A evangelização por meio dos padres chegou à África por volta de 1879 e começou por Uganda. Com cautela e muita paciência, os missionários foram catequizando os habitantes.
Em 1886, o rei Muanga, que era contra os cristãos, assumiu o governo do país e começou uma grande perseguição aos seguidores de Cristo. Um jovem de apenas dezessete anos chamado Dionísio foi apanhado pelo rei ensinando religião. De próprio punho, Muanga atravessou seu peito com uma lança e deixou-o agonizando por toda noite e só permitiu sua decapitação na manhã seguinte. Usou-o como exemplo para avisar que mandaria matar todos os que se assumissem cristãos.

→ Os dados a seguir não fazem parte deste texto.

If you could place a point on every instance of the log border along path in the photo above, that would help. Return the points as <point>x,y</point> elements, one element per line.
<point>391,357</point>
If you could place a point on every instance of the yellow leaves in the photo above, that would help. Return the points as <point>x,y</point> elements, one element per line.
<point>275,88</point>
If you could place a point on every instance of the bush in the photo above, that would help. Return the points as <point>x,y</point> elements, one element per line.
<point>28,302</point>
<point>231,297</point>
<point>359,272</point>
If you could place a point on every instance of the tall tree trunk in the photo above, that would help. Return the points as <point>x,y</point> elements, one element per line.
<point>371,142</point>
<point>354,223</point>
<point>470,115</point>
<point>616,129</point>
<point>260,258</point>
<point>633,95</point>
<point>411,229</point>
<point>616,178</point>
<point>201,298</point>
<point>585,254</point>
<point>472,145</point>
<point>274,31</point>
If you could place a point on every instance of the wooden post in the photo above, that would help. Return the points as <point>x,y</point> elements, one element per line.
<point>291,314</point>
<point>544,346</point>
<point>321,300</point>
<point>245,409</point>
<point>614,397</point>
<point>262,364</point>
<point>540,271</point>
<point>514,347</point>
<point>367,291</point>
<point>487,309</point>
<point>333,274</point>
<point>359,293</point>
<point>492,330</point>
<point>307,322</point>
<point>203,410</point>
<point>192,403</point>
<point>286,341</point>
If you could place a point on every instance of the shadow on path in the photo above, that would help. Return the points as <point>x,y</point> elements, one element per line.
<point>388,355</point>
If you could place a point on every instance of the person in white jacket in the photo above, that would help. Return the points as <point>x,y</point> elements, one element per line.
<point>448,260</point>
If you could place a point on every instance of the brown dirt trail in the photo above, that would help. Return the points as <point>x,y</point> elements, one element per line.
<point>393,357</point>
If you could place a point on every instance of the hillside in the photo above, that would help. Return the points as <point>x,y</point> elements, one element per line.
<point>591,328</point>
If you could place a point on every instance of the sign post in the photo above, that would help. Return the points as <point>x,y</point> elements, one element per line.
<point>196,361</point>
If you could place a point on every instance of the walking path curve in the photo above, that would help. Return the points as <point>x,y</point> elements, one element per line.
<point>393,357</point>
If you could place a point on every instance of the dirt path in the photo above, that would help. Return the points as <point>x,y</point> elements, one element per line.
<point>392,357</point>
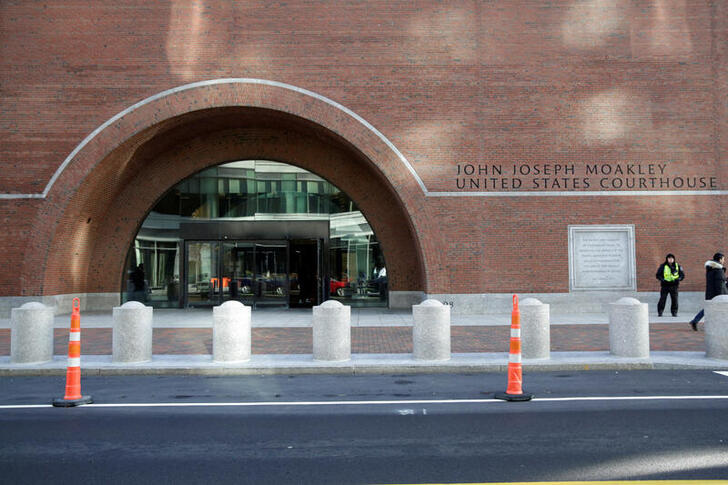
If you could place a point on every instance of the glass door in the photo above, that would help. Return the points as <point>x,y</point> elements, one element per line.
<point>203,284</point>
<point>271,274</point>
<point>238,272</point>
<point>305,273</point>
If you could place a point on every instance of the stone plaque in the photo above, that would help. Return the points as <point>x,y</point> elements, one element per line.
<point>602,258</point>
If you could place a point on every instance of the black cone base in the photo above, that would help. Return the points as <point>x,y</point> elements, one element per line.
<point>513,397</point>
<point>63,403</point>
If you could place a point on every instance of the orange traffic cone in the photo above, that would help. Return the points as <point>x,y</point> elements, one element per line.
<point>515,378</point>
<point>73,395</point>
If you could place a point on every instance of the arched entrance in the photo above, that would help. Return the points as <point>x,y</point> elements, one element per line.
<point>260,232</point>
<point>112,182</point>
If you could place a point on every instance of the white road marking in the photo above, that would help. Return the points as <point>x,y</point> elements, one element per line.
<point>370,403</point>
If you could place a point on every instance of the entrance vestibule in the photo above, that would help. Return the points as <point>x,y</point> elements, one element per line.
<point>256,273</point>
<point>260,232</point>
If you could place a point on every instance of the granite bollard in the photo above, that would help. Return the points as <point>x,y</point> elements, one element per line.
<point>331,331</point>
<point>31,333</point>
<point>431,331</point>
<point>535,329</point>
<point>132,333</point>
<point>629,331</point>
<point>231,333</point>
<point>716,327</point>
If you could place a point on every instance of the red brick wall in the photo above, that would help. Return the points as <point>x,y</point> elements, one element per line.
<point>448,83</point>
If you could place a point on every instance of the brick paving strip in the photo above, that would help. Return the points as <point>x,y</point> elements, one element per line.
<point>377,340</point>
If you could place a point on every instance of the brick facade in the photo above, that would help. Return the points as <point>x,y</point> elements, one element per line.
<point>449,85</point>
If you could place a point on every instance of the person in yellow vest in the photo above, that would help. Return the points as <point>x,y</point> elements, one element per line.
<point>670,275</point>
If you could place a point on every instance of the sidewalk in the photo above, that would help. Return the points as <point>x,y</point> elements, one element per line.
<point>381,342</point>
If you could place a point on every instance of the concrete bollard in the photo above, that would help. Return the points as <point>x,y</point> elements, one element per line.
<point>716,327</point>
<point>431,331</point>
<point>31,333</point>
<point>629,331</point>
<point>535,329</point>
<point>331,331</point>
<point>132,334</point>
<point>231,332</point>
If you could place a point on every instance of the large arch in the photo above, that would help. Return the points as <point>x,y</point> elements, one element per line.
<point>105,191</point>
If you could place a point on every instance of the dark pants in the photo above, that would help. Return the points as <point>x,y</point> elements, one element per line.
<point>672,290</point>
<point>699,316</point>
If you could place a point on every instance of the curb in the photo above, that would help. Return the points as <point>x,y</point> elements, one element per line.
<point>361,364</point>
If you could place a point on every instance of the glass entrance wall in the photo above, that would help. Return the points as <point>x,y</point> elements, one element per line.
<point>153,271</point>
<point>350,267</point>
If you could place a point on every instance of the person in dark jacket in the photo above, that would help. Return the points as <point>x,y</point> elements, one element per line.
<point>714,283</point>
<point>670,275</point>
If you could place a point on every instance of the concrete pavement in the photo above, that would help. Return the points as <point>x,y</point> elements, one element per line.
<point>381,343</point>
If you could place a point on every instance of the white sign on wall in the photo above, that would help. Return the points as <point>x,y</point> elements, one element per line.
<point>602,257</point>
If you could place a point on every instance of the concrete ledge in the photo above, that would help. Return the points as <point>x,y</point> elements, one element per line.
<point>363,364</point>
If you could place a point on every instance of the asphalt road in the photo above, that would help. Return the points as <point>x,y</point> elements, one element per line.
<point>631,425</point>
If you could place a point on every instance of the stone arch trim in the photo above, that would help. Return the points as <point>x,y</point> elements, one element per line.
<point>100,179</point>
<point>193,86</point>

Compreendendo a gravidade da situação, Carlos Lwanga, reuniu todos os cristãos para que rezassem juntos, batizou os que ainda não haviam recebido o batismo e em oração, prepararam-se para um final trágico.
Eram vinte e dois jovens com idade entre treze e vinte anos de idade que, por não negarem a fé, acabaram todos na prisão em Namugongo, e foram condenados à morte.
Para tentar não fazer tantos mártires, o que poderia atrair mais conversões, o rei mandou que Carlos Lwanga morresse primeiro, queimado vivo, dando assim chance aos demais de renegar a sua fé evitando a morte. De nada adiantou, os demais cristãos também foram mortos sob torturas brutais, sendo alguns queimados vivos. Era o dia 3 de junho de 1886.
Os vinte e dois mártires de Uganda foram beatificados em 1920. Canonizados pelo papa Paulo VI, em 1961. Carlos Lwanga foi declarado "Padroeiro da Juventude Africana".